The predicted mean and covariance are propagated by the regularized evolution model (α_reg, r, Σ_ω). If update_freq > 0 and the current iteration is a multiple of update_freq, the evolution covariance Σ_ω is updated from the current parameter covariance.
EnsembleKalmanProcesses.update_ensemble_analysis! — Function
update_ensemble_analysis!(
uki::EnsembleKalmanProcess{FT<:Real, IT<:Int64, TU<:TransformUnscented},
u_p_full::AbstractMatrix,
g_full::AbstractMatrix,
u_idx::Vector{Int64},
g_idx::Vector{Int64}
)
Perform the UTKI analysis (mean and covariance update) step in-place.

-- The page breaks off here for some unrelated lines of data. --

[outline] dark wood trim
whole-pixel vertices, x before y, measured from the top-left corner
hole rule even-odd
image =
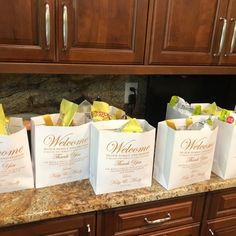
[[[1,74],[235,74],[236,66],[146,66],[0,62]]]

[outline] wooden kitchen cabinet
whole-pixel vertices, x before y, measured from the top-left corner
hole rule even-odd
[[[53,61],[54,0],[0,0],[0,6],[0,61]]]
[[[98,235],[199,236],[204,197],[194,195],[100,212]]]
[[[225,47],[220,57],[221,65],[236,65],[236,0],[230,0],[227,12]]]
[[[0,228],[0,236],[94,236],[96,213]]]
[[[153,0],[148,64],[236,64],[235,0]]]
[[[148,0],[59,0],[58,60],[143,64]]]
[[[148,0],[0,4],[0,61],[143,64]]]
[[[202,236],[236,235],[236,190],[221,190],[210,193],[205,209]]]

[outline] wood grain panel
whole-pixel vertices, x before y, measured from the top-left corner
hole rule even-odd
[[[225,41],[225,50],[222,53],[220,64],[236,65],[236,39],[233,45],[233,35],[236,37],[236,0],[230,0],[228,6],[228,31]],[[232,47],[232,51],[231,51]]]
[[[68,8],[68,47],[63,7]],[[59,0],[59,61],[142,64],[148,0]]]
[[[211,65],[228,0],[154,0],[149,64]],[[150,13],[152,14],[152,13]]]

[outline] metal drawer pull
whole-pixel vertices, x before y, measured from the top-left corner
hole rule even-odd
[[[161,219],[157,219],[157,220],[148,220],[148,219],[145,217],[144,220],[145,220],[148,224],[150,224],[150,225],[152,225],[152,224],[161,224],[161,223],[164,223],[164,222],[166,222],[166,221],[171,220],[171,215],[170,215],[170,213],[168,213],[168,214],[167,214],[167,217],[161,218]]]
[[[213,235],[213,236],[215,235],[214,232],[212,231],[212,229],[208,229],[208,230],[211,233],[211,235]]]
[[[221,32],[221,37],[220,37],[220,46],[219,46],[219,51],[218,53],[214,53],[213,56],[217,57],[221,54],[224,42],[225,42],[225,34],[226,34],[226,27],[227,27],[227,20],[224,17],[220,17],[220,21],[223,20],[223,27],[222,27],[222,32]]]
[[[91,232],[90,224],[87,224],[86,226],[87,226],[87,229],[88,229],[88,233],[90,233]]]
[[[68,13],[67,6],[63,6],[63,46],[64,49],[67,49],[67,40],[68,40]]]
[[[50,9],[49,4],[45,5],[45,34],[46,34],[46,47],[50,47]]]
[[[236,42],[236,19],[231,18],[230,21],[231,22],[234,21],[234,32],[233,32],[233,37],[232,37],[231,46],[230,46],[230,53],[233,53],[234,47],[235,47],[235,42]]]

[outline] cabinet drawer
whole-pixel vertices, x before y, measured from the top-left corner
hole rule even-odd
[[[199,224],[194,224],[168,230],[161,230],[158,232],[151,232],[140,236],[199,236],[199,229]]]
[[[133,210],[116,212],[116,232],[135,228],[166,228],[200,221],[203,197],[170,200]]]
[[[212,195],[208,219],[236,214],[236,189]]]

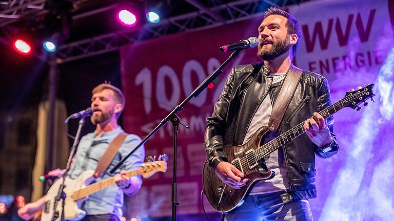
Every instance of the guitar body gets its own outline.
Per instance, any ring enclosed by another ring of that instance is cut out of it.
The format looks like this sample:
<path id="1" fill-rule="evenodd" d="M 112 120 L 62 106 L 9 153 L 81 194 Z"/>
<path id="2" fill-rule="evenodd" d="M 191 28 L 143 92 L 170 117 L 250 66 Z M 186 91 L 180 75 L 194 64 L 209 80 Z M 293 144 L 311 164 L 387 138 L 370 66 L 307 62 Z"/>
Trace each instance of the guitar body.
<path id="1" fill-rule="evenodd" d="M 346 93 L 345 97 L 321 110 L 319 114 L 327 119 L 345 107 L 360 110 L 361 107 L 359 105 L 364 103 L 364 106 L 366 106 L 368 103 L 365 101 L 368 99 L 373 101 L 373 85 L 367 84 L 364 87 L 357 87 L 357 91 L 350 90 Z M 314 116 L 309 119 L 318 121 Z M 267 169 L 264 160 L 270 153 L 305 133 L 305 122 L 301 122 L 264 145 L 262 141 L 265 140 L 269 131 L 266 126 L 257 130 L 243 145 L 224 146 L 223 154 L 228 162 L 243 172 L 244 178 L 248 179 L 249 181 L 241 189 L 233 189 L 222 182 L 205 163 L 203 171 L 203 184 L 204 192 L 211 206 L 220 212 L 230 211 L 242 204 L 258 181 L 272 178 L 275 173 Z"/>
<path id="2" fill-rule="evenodd" d="M 157 171 L 165 172 L 167 170 L 168 160 L 167 155 L 160 155 L 159 161 L 144 163 L 141 167 L 127 172 L 125 175 L 130 177 L 141 175 L 144 178 L 148 178 Z M 89 195 L 115 185 L 114 177 L 92 183 L 95 180 L 93 177 L 94 173 L 93 171 L 87 170 L 82 172 L 74 180 L 66 178 L 64 183 L 64 192 L 66 195 L 64 207 L 65 220 L 77 221 L 82 219 L 86 215 L 86 212 L 80 208 Z M 61 219 L 63 201 L 61 200 L 56 208 L 54 209 L 54 207 L 55 198 L 57 196 L 63 178 L 57 180 L 47 193 L 45 203 L 42 209 L 42 221 L 51 221 L 53 213 L 56 212 L 58 213 L 58 216 L 55 220 L 59 221 Z"/>
<path id="3" fill-rule="evenodd" d="M 256 149 L 260 147 L 261 142 L 265 138 L 265 134 L 268 131 L 266 126 L 263 126 L 259 129 L 245 144 L 240 146 L 224 146 L 223 154 L 229 162 L 234 166 L 239 165 L 237 159 L 245 157 L 248 150 Z M 239 189 L 225 185 L 206 163 L 203 171 L 203 183 L 204 192 L 211 205 L 219 211 L 228 212 L 242 204 L 256 183 L 273 178 L 274 172 L 268 170 L 264 162 L 258 163 L 258 165 L 252 168 L 242 167 L 240 170 L 245 174 L 244 179 L 247 178 L 249 181 Z"/>
<path id="4" fill-rule="evenodd" d="M 71 180 L 68 178 L 66 178 L 64 184 L 66 187 L 64 188 L 64 192 L 66 193 L 66 201 L 64 206 L 64 216 L 66 220 L 79 220 L 85 217 L 86 213 L 80 209 L 82 203 L 87 198 L 85 198 L 74 201 L 71 197 L 72 193 L 75 190 L 78 190 L 88 186 L 93 180 L 92 177 L 94 171 L 91 170 L 86 171 L 74 180 Z M 57 196 L 59 187 L 62 185 L 63 178 L 61 178 L 51 186 L 46 195 L 45 203 L 42 210 L 41 215 L 42 221 L 50 221 L 52 219 L 53 213 L 58 212 L 58 217 L 56 221 L 60 220 L 62 217 L 62 202 L 61 200 L 57 203 L 57 206 L 54 209 L 55 198 Z"/>

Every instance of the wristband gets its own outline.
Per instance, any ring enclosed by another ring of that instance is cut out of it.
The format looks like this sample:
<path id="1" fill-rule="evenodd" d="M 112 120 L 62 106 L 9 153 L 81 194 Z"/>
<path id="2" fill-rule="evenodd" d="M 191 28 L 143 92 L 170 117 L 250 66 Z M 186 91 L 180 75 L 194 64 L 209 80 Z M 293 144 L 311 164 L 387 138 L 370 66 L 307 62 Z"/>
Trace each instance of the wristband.
<path id="1" fill-rule="evenodd" d="M 128 185 L 127 186 L 125 186 L 124 187 L 122 187 L 122 189 L 127 189 L 129 188 L 130 188 L 130 186 L 131 186 L 131 182 L 129 183 L 129 185 Z"/>
<path id="2" fill-rule="evenodd" d="M 333 143 L 334 143 L 334 140 L 332 140 L 332 141 L 331 142 L 331 143 L 329 143 L 329 144 L 324 146 L 324 147 L 320 147 L 320 149 L 321 149 L 322 151 L 324 153 L 328 152 L 329 151 L 332 149 L 332 148 L 331 147 L 331 146 L 332 145 Z"/>

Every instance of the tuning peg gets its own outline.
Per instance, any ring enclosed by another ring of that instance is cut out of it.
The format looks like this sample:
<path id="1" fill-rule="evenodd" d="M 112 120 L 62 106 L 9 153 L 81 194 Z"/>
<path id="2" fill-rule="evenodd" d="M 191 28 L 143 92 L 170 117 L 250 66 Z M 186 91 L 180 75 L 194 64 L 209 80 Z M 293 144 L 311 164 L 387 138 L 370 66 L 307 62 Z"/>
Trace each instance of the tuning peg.
<path id="1" fill-rule="evenodd" d="M 168 160 L 168 156 L 167 156 L 166 154 L 164 154 L 163 155 L 160 155 L 159 156 L 159 161 L 160 161 L 161 160 L 164 160 L 164 161 L 167 161 Z"/>
<path id="2" fill-rule="evenodd" d="M 147 156 L 145 158 L 145 160 L 146 162 L 153 162 L 155 161 L 155 159 L 156 158 L 156 156 Z"/>

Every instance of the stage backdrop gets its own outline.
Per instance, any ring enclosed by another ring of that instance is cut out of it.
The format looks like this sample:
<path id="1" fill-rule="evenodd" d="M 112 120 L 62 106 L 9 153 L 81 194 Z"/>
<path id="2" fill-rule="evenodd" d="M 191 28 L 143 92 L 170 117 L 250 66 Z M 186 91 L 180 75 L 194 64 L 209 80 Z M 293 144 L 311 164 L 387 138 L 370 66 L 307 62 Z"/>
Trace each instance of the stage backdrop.
<path id="1" fill-rule="evenodd" d="M 303 37 L 298 66 L 328 79 L 333 102 L 351 88 L 375 83 L 376 102 L 361 112 L 348 108 L 334 117 L 339 153 L 317 161 L 318 197 L 310 201 L 316 220 L 387 220 L 394 215 L 393 180 L 392 1 L 319 1 L 288 9 Z M 125 46 L 121 50 L 126 96 L 125 129 L 145 137 L 229 55 L 220 46 L 257 36 L 261 15 L 200 31 Z M 241 52 L 229 66 L 260 61 L 257 49 Z M 213 87 L 193 98 L 179 114 L 179 214 L 202 212 L 200 192 L 206 159 L 203 137 L 231 67 Z M 170 123 L 146 143 L 147 155 L 166 153 L 168 169 L 145 179 L 129 212 L 140 217 L 170 216 L 172 180 Z M 208 212 L 213 212 L 206 203 Z"/>

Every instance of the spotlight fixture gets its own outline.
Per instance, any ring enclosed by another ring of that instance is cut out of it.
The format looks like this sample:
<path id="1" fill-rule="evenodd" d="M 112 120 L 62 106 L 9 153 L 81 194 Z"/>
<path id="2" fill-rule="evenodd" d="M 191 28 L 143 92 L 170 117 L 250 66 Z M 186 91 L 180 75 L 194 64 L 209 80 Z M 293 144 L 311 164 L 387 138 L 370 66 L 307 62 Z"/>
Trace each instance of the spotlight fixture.
<path id="1" fill-rule="evenodd" d="M 54 52 L 56 51 L 56 46 L 51 41 L 46 41 L 43 43 L 43 47 L 47 51 L 49 52 Z"/>
<path id="2" fill-rule="evenodd" d="M 122 25 L 131 27 L 137 24 L 135 15 L 125 9 L 120 10 L 116 14 L 116 18 Z"/>
<path id="3" fill-rule="evenodd" d="M 31 53 L 31 47 L 27 41 L 17 39 L 12 43 L 12 48 L 22 55 L 28 55 Z"/>
<path id="4" fill-rule="evenodd" d="M 149 11 L 146 13 L 146 19 L 153 24 L 159 23 L 160 21 L 160 16 L 156 13 L 153 11 Z"/>

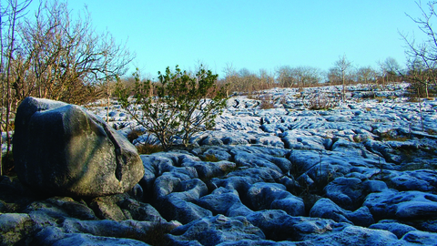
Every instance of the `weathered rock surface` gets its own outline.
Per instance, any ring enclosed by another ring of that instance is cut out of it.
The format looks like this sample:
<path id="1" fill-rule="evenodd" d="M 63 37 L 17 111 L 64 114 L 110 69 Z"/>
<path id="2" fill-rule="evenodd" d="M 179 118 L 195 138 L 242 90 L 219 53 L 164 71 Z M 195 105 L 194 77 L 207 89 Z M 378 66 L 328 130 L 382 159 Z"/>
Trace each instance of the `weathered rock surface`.
<path id="1" fill-rule="evenodd" d="M 80 107 L 27 97 L 15 130 L 15 171 L 35 190 L 106 196 L 129 190 L 144 174 L 127 139 Z"/>
<path id="2" fill-rule="evenodd" d="M 233 97 L 195 149 L 140 156 L 128 192 L 44 197 L 1 177 L 0 245 L 435 244 L 437 102 L 423 132 L 403 98 L 308 110 L 297 89 L 266 93 L 277 108 Z"/>

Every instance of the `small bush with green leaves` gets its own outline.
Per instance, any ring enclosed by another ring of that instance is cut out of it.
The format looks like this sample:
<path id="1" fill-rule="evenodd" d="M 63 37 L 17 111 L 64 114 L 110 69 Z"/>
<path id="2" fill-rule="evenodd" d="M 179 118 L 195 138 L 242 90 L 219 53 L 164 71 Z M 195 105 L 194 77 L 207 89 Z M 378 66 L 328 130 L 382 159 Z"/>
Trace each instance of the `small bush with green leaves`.
<path id="1" fill-rule="evenodd" d="M 191 137 L 215 126 L 215 118 L 226 106 L 226 87 L 218 88 L 218 75 L 200 67 L 190 75 L 176 67 L 158 72 L 159 83 L 141 82 L 134 73 L 135 88 L 130 91 L 120 83 L 116 95 L 120 105 L 140 126 L 154 135 L 165 150 L 179 138 L 185 147 Z M 134 95 L 134 105 L 129 100 Z"/>
<path id="2" fill-rule="evenodd" d="M 334 108 L 336 102 L 326 93 L 314 93 L 307 97 L 306 106 L 311 110 L 327 110 Z"/>

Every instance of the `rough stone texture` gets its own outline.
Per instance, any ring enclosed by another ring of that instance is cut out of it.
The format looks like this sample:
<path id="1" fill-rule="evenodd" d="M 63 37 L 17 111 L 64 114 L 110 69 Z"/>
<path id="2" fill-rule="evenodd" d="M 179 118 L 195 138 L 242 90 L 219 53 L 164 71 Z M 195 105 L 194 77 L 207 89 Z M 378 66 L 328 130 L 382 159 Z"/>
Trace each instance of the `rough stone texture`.
<path id="1" fill-rule="evenodd" d="M 15 171 L 36 190 L 98 197 L 126 192 L 143 177 L 127 139 L 78 106 L 27 97 L 15 130 Z"/>
<path id="2" fill-rule="evenodd" d="M 367 196 L 364 205 L 375 220 L 420 220 L 437 218 L 437 195 L 422 191 L 387 190 Z"/>
<path id="3" fill-rule="evenodd" d="M 305 214 L 302 199 L 285 190 L 285 186 L 275 183 L 255 183 L 248 191 L 253 210 L 282 210 L 290 215 Z"/>
<path id="4" fill-rule="evenodd" d="M 375 222 L 367 207 L 355 211 L 341 209 L 329 199 L 319 200 L 310 210 L 310 217 L 331 219 L 337 222 L 346 222 L 368 227 Z"/>
<path id="5" fill-rule="evenodd" d="M 369 228 L 389 231 L 395 234 L 398 239 L 401 239 L 410 231 L 417 231 L 417 229 L 412 226 L 405 225 L 391 220 L 380 220 L 378 223 L 372 224 Z"/>
<path id="6" fill-rule="evenodd" d="M 223 215 L 202 218 L 173 230 L 173 241 L 197 241 L 212 246 L 220 242 L 239 240 L 263 240 L 264 233 L 244 217 L 228 218 Z M 174 244 L 173 244 L 174 245 Z M 181 245 L 180 242 L 178 245 Z"/>

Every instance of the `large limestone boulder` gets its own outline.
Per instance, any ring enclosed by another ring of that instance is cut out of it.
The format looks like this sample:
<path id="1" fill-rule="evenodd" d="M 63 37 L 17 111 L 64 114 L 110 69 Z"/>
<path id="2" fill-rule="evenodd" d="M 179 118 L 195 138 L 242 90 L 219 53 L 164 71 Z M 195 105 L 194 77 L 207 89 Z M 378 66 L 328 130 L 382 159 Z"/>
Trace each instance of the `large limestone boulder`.
<path id="1" fill-rule="evenodd" d="M 18 107 L 14 159 L 19 179 L 44 193 L 101 197 L 143 177 L 137 149 L 83 108 L 35 97 Z"/>

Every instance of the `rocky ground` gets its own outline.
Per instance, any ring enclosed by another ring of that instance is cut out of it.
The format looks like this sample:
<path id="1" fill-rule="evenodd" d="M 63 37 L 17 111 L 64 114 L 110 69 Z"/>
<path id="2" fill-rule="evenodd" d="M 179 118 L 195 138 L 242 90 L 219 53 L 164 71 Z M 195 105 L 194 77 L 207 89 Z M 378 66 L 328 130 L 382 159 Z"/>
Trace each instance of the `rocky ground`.
<path id="1" fill-rule="evenodd" d="M 309 98 L 335 100 L 339 88 L 235 96 L 192 149 L 141 155 L 145 174 L 128 193 L 46 197 L 4 176 L 0 241 L 436 245 L 437 101 L 408 102 L 405 86 L 376 98 L 351 87 L 328 110 L 307 109 Z M 117 105 L 109 116 L 120 132 L 134 128 Z"/>

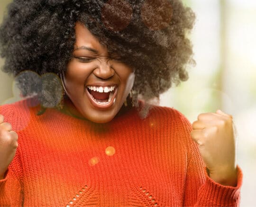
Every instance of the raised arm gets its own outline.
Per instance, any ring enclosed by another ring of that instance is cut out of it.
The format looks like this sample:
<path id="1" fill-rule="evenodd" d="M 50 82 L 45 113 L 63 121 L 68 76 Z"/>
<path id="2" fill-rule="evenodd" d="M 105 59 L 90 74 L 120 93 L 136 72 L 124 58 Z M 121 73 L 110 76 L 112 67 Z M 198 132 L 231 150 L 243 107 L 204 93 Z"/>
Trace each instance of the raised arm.
<path id="1" fill-rule="evenodd" d="M 187 134 L 189 151 L 183 206 L 239 206 L 242 180 L 240 168 L 237 166 L 236 186 L 224 185 L 214 181 L 208 175 L 198 144 L 190 135 L 192 125 L 184 117 L 182 118 Z"/>

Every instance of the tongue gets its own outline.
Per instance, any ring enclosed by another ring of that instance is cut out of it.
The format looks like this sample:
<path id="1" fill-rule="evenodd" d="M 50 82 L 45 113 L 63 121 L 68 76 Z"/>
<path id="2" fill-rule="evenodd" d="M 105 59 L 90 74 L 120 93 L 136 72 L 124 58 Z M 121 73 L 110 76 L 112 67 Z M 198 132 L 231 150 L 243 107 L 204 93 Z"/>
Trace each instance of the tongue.
<path id="1" fill-rule="evenodd" d="M 91 90 L 90 92 L 94 97 L 94 99 L 100 100 L 109 99 L 110 93 L 110 92 L 108 93 L 100 93 L 99 92 L 94 91 L 94 90 Z"/>

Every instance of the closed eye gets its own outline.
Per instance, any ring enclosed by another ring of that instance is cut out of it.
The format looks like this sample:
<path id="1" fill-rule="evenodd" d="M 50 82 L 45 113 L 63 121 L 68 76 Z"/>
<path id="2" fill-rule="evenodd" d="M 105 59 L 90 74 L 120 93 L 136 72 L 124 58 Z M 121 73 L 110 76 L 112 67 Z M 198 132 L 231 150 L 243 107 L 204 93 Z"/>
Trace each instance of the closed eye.
<path id="1" fill-rule="evenodd" d="M 95 60 L 95 58 L 86 58 L 84 57 L 75 57 L 79 62 L 82 63 L 89 63 Z"/>

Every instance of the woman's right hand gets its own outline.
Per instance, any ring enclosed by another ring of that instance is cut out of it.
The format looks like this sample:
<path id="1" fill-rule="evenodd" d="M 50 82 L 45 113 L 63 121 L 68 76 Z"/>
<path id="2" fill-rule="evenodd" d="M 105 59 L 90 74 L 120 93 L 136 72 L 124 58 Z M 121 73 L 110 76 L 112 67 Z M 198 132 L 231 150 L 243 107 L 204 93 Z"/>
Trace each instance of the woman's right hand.
<path id="1" fill-rule="evenodd" d="M 0 114 L 0 180 L 4 178 L 8 166 L 14 157 L 17 149 L 18 135 L 10 124 L 4 122 Z"/>

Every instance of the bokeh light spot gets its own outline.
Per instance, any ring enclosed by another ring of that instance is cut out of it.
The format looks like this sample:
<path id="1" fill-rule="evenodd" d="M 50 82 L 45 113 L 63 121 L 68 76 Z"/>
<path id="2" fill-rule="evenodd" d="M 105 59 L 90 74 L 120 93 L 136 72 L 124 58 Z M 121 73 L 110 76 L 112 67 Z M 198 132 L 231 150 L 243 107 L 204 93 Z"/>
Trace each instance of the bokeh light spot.
<path id="1" fill-rule="evenodd" d="M 159 30 L 167 27 L 171 22 L 172 7 L 166 0 L 146 0 L 141 8 L 141 16 L 146 27 Z"/>
<path id="2" fill-rule="evenodd" d="M 107 155 L 112 156 L 115 154 L 116 150 L 114 147 L 109 146 L 106 148 L 105 152 Z"/>
<path id="3" fill-rule="evenodd" d="M 98 164 L 99 162 L 100 162 L 100 158 L 97 157 L 94 157 L 89 160 L 89 164 L 90 165 L 92 166 L 94 166 L 96 164 Z"/>

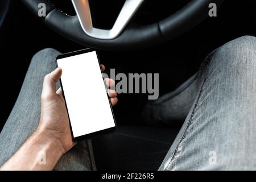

Uses a Woodbury/square-root formulation: constructs the parameter perturbation matrix X and observation perturbation matrix Y from the sigma ensemble, then solves for the updated mean and covariance without forming the full N_par × N_par gain matrix. When process.impose_prior is true the system is augmented with the prior constraints before the update.
Arguments
uki: TheEnsembleKalmanProcessbeing updated.u_p_full: Full parameter ensemble matrix (N_par × N_ens).g_full: Full predicted-observation matrix (N_obs × N_ens).u_idx: Parameter indices belonging to the currentUpdateGroup.g_idx: Observation indices belonging to the currentUpdateGroup.
update_ensemble_analysis!(
uki::EnsembleKalmanProcess{FT<:AbstractFloat, IT<:Int64, U<:Unscented},
u_p_full::AbstractArray{FT<:AbstractFloat, 2},
g_full::AbstractArray{FT<:AbstractFloat, 2},
u_idx::Vector{Int64},
g_idx::Vector{Int64}
) -> Any
Perform the UKI analysis step for an Unscented process, updating the stored parameter mean, covariance, and predicted observations in-place.
g_full is the full (N_obs, N_ens) matrix of predicted observations; only the rows in g_idx and the parameter dimensions in u_idx are updated. When impose_prior=true, uses the augmented-system formulation.
EnsembleKalmanProcesses.construct_initial_ensemble — Method
construct_initial_ensemble(
prior::EnsembleKalmanProcesses.ParameterDistributions.ParameterDistribution,
process::Union{TransformUnscented, Unscented};
constrained
) -> Any
Return the initial sigma ensemble for an Unscented or TransformUnscented process.
Parameters are returned as columns in unconstrained space by default; pass constrained=true to transform to constrained space via prior.
Note: this function exists to inspect the initial sigma ensemble without constructing an EnsembleKalmanProcess object. Do not pass the returned ensemble into EnsembleKalmanProcess — the constructor generates it internally.